On August 12, 2016, the Federal Circuit granted the petition for rehearing filed in In re Aqua Products Inc. and decided that its full panel of judges will consider the PTAB’s current practice for allowing (or, in most cases, not allowing) claim amendments.
Amendments in PTAB proceedings are currently guided by the Informative Opinion issued in Idle Free Systems, Inc. v. Bergstrom, Inc. IPR2012-00027 (PTAB June 11, 2013), which places the burden on patent owners to demonstrate that a proposed claim is patentably distinct over the prior art of record and other prior art known to the patent owner. The Federal Circuit has upheld this practice and the original panel in the now-vacated decision of In re Aqua Products Inc., 823 F.3d 1369 (Fed. Cir. 2016) affirmed the PTAB decision noting that they were bound by this precedent.

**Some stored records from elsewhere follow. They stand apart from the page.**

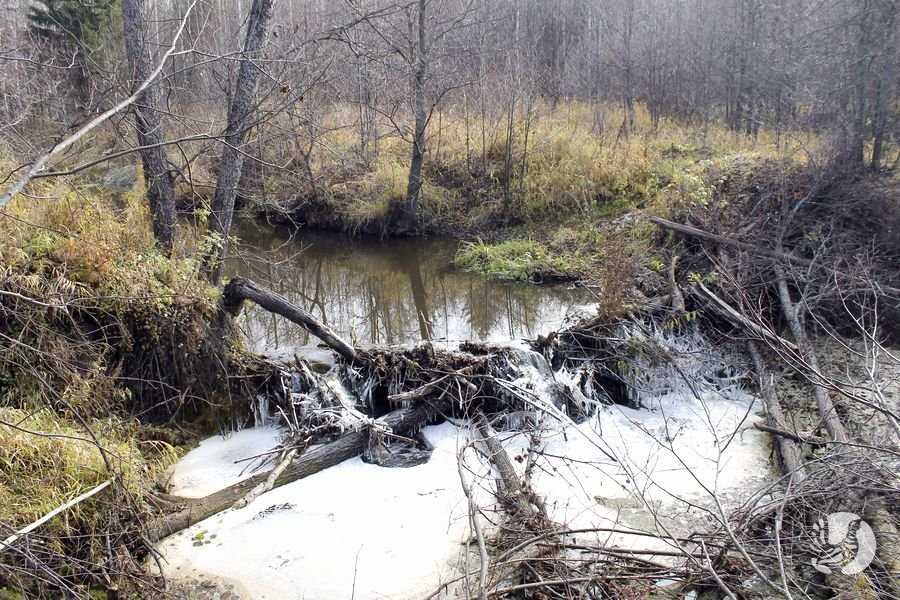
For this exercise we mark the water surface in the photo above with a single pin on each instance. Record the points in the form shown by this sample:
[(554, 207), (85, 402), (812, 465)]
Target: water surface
[(388, 292)]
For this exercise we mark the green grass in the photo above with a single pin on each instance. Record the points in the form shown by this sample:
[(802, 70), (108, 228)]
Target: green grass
[(512, 260)]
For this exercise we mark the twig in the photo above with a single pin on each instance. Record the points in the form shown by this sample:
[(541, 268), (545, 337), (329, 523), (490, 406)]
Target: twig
[(7, 543)]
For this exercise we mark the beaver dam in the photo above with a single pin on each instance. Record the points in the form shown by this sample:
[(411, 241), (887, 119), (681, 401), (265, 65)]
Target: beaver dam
[(556, 455)]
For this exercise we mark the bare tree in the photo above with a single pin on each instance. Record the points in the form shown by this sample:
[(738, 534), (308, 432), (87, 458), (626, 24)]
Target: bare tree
[(148, 122), (240, 119)]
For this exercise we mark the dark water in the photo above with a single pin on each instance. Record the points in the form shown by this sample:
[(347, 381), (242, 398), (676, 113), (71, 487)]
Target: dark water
[(388, 292)]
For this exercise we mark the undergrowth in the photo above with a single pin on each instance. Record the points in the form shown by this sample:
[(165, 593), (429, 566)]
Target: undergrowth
[(101, 338)]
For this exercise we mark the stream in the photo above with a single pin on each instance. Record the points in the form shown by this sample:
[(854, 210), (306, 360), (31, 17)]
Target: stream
[(358, 530), (374, 292)]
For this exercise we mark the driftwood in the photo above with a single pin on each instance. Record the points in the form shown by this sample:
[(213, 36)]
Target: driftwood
[(775, 255), (521, 503), (511, 491), (725, 241), (240, 289), (8, 542), (740, 319), (194, 510), (787, 446)]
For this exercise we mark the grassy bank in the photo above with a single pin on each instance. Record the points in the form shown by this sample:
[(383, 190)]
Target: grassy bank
[(111, 356), (555, 198)]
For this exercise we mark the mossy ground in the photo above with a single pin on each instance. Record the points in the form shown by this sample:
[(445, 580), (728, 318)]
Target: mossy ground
[(102, 338)]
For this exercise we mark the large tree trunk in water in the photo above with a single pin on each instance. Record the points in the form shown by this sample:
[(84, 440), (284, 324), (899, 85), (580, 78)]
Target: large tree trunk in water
[(788, 450), (148, 122), (194, 510), (791, 311), (239, 121), (240, 289), (414, 187)]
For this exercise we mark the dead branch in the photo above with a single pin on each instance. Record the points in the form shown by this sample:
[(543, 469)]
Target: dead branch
[(194, 510), (240, 289), (5, 544)]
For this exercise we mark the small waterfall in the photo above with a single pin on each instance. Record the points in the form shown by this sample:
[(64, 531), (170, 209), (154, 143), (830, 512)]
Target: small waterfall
[(644, 363), (262, 412)]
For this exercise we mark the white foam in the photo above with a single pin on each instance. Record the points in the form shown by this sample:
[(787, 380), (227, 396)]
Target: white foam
[(212, 466)]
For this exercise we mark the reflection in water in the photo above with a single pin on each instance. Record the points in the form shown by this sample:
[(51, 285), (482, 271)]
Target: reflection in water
[(392, 292)]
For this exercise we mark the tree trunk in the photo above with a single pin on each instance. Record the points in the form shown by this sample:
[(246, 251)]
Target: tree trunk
[(414, 186), (194, 510), (787, 449), (148, 122), (239, 121), (791, 312), (240, 289), (885, 85)]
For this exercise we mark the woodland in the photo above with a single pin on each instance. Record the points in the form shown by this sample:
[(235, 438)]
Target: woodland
[(614, 279)]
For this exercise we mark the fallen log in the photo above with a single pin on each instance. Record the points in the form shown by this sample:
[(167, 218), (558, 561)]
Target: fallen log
[(721, 240), (240, 289), (788, 449), (740, 319), (523, 506), (511, 491), (725, 241), (194, 510)]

In its order granting the petition for rehearing en banc, the Federal Circuit requested supplemental briefing on the following questions:
(a) When the patent owner moves to amend its claims under 35 U.S.C. § 316(d), may the PTO require the patent owner to bear the burden of persuasion, or a burden of production, regarding patentability of the amended claims as a condition of allowing them? Which burdens are permitted under 35 U.S.C. § 316(e)?
(b) When the petitioner does not challenge the patentability of a proposed amended claim, or the Board thinks the challenge is inadequate, may the Board sua sponte raise patentability challenges to such a claim? If so, where would the burden of persuasion, or a burden of production, lie?
Oral argument in this case is scheduled for December 9, 2016.